Graphitic carbon nitride (g-C₃N₄) is a low cost photocatalyst for the visible light-driven degradation of aqueous organic pollutants. Nevertheless, the fast recombination of electron-hole pairs significantly inhibits its photocatalytic activity. Consequently, we report a novel strategy in which the low cost α-Fe₂O₃ photocatalyst is in situ introduced to accelerate the photogenerated charge separation of g-C₃N₄ based on a Z-scheme mechanism. Under the irradiation of visible light, the photocatalytic activity significantly improved on coupling g-C₃N₄ and α-Fe₂O₃, and a peak Rhodamine B (RhB) degradation efficiency of over 99% were observed. This value is significantly higher than that over pure g-C₃N₄ (ca. 67%) and α-Fe₂O₃ (ca. 6%). Additionally, the as-prepared g-C₃N₄/Fe₂O₃ exhibits highly stable photocatalytic activity. The loading of α-Fe₂O₃ on the g-C₃N₄ surface results in the formation of a direct solid-state Z-scheme structure.
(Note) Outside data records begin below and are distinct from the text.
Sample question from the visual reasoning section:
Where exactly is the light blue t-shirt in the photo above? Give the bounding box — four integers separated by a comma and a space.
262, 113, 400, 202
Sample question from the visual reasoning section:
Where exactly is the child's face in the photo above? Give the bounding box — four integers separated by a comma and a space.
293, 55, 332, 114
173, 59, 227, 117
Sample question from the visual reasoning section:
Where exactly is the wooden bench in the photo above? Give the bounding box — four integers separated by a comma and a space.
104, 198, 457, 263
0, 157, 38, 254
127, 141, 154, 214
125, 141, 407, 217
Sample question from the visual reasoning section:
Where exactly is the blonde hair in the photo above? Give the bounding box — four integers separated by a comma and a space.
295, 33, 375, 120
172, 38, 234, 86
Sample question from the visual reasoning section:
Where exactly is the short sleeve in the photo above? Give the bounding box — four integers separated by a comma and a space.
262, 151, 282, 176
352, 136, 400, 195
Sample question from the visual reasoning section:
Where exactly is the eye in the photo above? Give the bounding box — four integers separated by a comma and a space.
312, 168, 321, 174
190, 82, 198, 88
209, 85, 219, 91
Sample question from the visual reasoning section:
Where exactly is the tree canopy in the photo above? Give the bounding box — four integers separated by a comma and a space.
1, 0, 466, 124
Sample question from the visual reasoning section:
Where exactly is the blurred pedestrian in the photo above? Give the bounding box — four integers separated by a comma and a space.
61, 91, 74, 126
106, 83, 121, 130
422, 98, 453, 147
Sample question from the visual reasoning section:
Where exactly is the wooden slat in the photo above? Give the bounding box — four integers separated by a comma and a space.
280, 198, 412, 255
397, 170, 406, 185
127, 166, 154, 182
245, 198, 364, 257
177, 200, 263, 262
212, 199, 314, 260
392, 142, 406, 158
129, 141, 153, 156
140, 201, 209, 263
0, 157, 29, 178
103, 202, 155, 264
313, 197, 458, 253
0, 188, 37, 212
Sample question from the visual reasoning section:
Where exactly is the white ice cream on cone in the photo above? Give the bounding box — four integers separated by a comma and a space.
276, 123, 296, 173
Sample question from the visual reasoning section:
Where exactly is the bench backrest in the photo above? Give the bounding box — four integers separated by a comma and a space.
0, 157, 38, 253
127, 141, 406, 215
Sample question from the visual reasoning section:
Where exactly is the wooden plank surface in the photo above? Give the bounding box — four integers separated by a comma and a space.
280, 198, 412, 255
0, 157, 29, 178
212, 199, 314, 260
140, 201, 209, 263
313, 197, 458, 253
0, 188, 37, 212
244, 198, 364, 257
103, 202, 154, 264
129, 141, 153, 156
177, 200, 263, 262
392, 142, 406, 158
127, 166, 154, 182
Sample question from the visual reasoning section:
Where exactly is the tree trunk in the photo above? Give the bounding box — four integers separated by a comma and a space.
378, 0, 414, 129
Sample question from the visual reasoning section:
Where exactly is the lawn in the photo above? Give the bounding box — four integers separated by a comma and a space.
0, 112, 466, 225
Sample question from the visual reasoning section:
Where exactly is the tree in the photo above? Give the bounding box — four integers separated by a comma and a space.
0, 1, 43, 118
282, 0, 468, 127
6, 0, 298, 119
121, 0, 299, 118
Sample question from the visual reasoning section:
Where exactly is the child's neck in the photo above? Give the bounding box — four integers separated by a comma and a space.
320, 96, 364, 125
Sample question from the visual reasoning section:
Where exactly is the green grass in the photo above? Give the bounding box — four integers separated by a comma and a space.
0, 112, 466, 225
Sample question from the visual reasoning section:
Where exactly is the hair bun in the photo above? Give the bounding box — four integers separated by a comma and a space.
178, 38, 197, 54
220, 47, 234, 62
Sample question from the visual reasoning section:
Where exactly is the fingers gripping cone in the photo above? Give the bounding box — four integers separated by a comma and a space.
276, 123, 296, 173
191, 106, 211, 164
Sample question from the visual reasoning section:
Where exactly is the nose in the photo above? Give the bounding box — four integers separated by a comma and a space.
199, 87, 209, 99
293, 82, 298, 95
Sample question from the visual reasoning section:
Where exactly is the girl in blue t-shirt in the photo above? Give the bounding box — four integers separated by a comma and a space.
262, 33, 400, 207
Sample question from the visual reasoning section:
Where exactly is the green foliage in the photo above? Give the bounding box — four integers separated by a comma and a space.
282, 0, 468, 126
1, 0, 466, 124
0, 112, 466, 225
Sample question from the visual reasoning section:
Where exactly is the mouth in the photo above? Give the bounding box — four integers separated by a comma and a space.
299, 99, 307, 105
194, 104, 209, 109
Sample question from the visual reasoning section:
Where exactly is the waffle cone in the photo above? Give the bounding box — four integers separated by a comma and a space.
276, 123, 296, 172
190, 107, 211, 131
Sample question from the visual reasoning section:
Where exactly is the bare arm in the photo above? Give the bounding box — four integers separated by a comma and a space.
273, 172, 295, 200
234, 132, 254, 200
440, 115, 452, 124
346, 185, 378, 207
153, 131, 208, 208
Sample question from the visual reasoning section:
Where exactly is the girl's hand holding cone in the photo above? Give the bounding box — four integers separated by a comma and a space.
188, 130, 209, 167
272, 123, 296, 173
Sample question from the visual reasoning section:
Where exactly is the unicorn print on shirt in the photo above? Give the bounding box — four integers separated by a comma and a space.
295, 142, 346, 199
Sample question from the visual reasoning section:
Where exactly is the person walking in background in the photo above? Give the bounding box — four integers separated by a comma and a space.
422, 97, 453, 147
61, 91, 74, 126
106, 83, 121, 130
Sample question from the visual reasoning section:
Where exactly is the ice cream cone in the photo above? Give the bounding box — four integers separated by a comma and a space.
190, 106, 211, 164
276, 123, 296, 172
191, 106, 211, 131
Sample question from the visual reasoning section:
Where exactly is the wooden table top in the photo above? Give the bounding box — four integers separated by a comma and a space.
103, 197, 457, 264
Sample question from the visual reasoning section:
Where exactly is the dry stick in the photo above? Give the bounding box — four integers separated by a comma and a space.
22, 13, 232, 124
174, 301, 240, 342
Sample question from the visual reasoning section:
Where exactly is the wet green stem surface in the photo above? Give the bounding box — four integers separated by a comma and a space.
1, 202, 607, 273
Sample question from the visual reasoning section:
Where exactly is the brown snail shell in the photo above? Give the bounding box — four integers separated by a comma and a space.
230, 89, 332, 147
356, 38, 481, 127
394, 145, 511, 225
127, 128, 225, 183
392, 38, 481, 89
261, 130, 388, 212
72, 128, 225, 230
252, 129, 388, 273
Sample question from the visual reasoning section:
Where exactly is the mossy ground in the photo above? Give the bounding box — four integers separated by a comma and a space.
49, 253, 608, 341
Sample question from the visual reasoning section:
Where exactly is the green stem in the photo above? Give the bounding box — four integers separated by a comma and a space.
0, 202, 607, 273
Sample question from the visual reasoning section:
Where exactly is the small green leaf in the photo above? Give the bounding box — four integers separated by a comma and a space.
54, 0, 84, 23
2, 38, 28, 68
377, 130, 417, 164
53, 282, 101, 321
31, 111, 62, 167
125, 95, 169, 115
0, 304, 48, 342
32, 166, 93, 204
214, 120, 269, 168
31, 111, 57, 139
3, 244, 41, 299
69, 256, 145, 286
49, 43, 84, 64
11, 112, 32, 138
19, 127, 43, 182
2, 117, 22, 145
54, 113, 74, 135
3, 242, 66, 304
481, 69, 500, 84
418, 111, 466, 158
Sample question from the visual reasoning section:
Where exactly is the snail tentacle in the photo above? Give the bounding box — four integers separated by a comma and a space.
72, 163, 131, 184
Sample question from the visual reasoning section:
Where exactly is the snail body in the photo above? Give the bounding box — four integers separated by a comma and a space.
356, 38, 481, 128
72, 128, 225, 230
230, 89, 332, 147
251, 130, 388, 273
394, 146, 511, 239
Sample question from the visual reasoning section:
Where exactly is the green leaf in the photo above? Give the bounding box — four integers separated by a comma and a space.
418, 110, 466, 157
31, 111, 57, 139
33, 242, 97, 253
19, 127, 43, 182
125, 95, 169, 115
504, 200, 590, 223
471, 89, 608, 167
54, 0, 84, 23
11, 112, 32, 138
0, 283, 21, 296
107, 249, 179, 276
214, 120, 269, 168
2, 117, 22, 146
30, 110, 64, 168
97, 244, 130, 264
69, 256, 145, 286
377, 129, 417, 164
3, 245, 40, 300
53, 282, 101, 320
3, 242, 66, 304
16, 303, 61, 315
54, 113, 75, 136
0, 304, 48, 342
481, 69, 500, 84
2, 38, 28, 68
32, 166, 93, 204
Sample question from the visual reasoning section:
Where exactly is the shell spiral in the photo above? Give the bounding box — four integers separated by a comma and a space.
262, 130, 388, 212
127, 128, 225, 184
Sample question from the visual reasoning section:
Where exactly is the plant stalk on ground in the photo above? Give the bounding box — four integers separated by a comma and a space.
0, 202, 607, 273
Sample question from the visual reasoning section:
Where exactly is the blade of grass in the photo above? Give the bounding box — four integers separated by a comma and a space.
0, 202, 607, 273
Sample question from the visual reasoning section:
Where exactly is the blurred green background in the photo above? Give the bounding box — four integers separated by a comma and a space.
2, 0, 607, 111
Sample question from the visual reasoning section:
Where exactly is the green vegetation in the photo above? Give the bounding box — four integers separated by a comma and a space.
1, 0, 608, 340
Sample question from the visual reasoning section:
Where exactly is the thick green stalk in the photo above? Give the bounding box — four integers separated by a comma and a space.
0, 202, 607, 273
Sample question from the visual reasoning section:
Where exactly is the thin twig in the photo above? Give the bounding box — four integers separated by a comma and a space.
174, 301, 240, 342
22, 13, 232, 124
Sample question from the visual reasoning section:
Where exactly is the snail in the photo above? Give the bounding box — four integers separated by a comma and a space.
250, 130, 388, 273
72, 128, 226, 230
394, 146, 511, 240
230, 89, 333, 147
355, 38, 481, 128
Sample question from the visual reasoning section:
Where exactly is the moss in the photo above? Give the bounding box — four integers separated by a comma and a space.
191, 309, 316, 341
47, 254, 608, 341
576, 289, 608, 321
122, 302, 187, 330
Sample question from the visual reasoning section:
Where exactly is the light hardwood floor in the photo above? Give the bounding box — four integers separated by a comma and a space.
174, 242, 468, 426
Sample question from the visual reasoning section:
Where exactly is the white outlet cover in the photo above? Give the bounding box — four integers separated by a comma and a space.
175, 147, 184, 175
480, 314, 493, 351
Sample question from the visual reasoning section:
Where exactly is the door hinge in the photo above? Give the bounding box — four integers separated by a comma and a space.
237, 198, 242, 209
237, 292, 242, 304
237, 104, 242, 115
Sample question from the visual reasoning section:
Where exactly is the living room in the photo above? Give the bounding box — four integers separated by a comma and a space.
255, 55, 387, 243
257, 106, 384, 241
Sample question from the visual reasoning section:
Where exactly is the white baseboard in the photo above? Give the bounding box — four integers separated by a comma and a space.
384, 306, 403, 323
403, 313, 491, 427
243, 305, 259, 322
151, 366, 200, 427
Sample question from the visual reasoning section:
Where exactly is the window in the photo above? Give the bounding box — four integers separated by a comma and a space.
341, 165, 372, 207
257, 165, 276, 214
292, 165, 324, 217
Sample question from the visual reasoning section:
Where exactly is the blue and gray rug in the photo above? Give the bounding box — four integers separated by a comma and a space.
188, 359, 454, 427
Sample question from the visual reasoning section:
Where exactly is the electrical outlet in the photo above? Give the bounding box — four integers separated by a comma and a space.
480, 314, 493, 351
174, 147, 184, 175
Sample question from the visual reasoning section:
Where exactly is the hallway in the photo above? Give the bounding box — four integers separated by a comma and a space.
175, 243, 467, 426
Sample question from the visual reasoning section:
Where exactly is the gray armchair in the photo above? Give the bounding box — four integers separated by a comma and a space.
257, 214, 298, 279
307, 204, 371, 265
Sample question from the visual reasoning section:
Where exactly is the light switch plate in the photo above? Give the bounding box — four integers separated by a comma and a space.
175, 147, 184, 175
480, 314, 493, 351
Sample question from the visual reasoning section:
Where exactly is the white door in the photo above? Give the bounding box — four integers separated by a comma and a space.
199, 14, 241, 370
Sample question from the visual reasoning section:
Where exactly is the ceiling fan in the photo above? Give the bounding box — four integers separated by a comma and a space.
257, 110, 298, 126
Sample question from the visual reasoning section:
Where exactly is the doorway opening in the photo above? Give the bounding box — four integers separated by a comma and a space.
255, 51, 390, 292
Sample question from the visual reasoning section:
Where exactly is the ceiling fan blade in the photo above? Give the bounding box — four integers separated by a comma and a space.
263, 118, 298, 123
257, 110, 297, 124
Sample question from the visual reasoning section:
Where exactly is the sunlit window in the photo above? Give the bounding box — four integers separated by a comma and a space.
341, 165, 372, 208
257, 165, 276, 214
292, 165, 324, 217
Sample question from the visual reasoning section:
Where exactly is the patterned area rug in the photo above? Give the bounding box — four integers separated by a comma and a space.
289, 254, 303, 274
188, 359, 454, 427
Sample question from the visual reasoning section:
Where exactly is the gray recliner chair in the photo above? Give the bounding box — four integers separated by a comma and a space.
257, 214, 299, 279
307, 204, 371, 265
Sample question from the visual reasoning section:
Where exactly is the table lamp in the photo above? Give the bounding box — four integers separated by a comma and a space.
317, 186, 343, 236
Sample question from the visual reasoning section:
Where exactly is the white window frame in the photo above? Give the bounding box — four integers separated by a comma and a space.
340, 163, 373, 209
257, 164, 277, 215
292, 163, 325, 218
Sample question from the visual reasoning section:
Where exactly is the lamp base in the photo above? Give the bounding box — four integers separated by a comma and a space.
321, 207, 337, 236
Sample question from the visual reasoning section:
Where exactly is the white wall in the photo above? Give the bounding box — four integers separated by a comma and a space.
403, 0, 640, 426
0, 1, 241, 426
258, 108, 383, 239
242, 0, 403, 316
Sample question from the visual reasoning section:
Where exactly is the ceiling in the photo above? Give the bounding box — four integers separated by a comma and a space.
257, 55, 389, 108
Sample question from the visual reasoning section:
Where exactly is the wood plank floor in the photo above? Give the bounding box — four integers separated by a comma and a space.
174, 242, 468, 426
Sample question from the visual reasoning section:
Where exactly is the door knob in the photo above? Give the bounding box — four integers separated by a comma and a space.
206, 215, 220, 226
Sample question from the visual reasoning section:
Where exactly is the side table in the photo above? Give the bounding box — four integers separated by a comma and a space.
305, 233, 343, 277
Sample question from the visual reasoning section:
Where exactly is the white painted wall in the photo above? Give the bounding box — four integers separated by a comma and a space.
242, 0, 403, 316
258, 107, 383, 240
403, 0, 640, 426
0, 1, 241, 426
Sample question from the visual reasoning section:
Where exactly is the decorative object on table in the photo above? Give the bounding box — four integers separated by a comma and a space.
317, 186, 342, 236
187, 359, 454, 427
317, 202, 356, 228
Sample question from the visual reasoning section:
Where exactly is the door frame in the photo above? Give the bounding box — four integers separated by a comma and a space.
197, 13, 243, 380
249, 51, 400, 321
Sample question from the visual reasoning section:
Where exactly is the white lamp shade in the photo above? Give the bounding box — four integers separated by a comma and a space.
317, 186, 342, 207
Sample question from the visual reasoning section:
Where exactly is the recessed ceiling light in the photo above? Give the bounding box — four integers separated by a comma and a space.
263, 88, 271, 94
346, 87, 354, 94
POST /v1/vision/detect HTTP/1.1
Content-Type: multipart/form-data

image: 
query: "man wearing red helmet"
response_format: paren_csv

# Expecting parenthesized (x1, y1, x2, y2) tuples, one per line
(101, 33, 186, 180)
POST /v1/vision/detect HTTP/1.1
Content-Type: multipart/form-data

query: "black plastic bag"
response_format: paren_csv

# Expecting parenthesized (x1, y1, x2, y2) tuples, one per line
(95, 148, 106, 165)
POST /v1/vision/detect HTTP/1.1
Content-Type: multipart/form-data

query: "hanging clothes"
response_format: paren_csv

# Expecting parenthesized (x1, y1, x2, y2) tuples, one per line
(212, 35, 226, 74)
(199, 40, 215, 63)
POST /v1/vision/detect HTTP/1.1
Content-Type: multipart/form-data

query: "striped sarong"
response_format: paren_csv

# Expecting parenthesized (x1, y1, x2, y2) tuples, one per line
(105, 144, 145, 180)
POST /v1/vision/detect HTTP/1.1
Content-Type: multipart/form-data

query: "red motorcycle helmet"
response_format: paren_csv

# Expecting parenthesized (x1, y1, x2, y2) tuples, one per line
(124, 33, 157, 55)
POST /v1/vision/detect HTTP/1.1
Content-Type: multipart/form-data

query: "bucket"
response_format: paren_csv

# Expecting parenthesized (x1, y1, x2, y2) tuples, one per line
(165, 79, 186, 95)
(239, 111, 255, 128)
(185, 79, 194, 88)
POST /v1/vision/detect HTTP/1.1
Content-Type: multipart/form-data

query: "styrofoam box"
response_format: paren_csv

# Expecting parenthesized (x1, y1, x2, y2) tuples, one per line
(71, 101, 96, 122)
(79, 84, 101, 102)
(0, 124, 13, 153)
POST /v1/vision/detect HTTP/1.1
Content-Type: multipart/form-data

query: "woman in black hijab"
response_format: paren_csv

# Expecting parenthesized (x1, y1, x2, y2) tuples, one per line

The improved separation of electron-hole pairs and strong redox ability of the charge carriers are responsible for the improved photocatalytic activity of g-C₃N₄/Fe₂O₃. Finally, the h⁺ and ˙O₂^- radicals are confirmed as the major oxidation species and a possible photocatalytic mechanism is proposed in the g-C₃N₄/Fe₂O₃ reaction system. This work is of significance to promote the large-scale application of g-C₃N₄-based photocatalysts in water purification.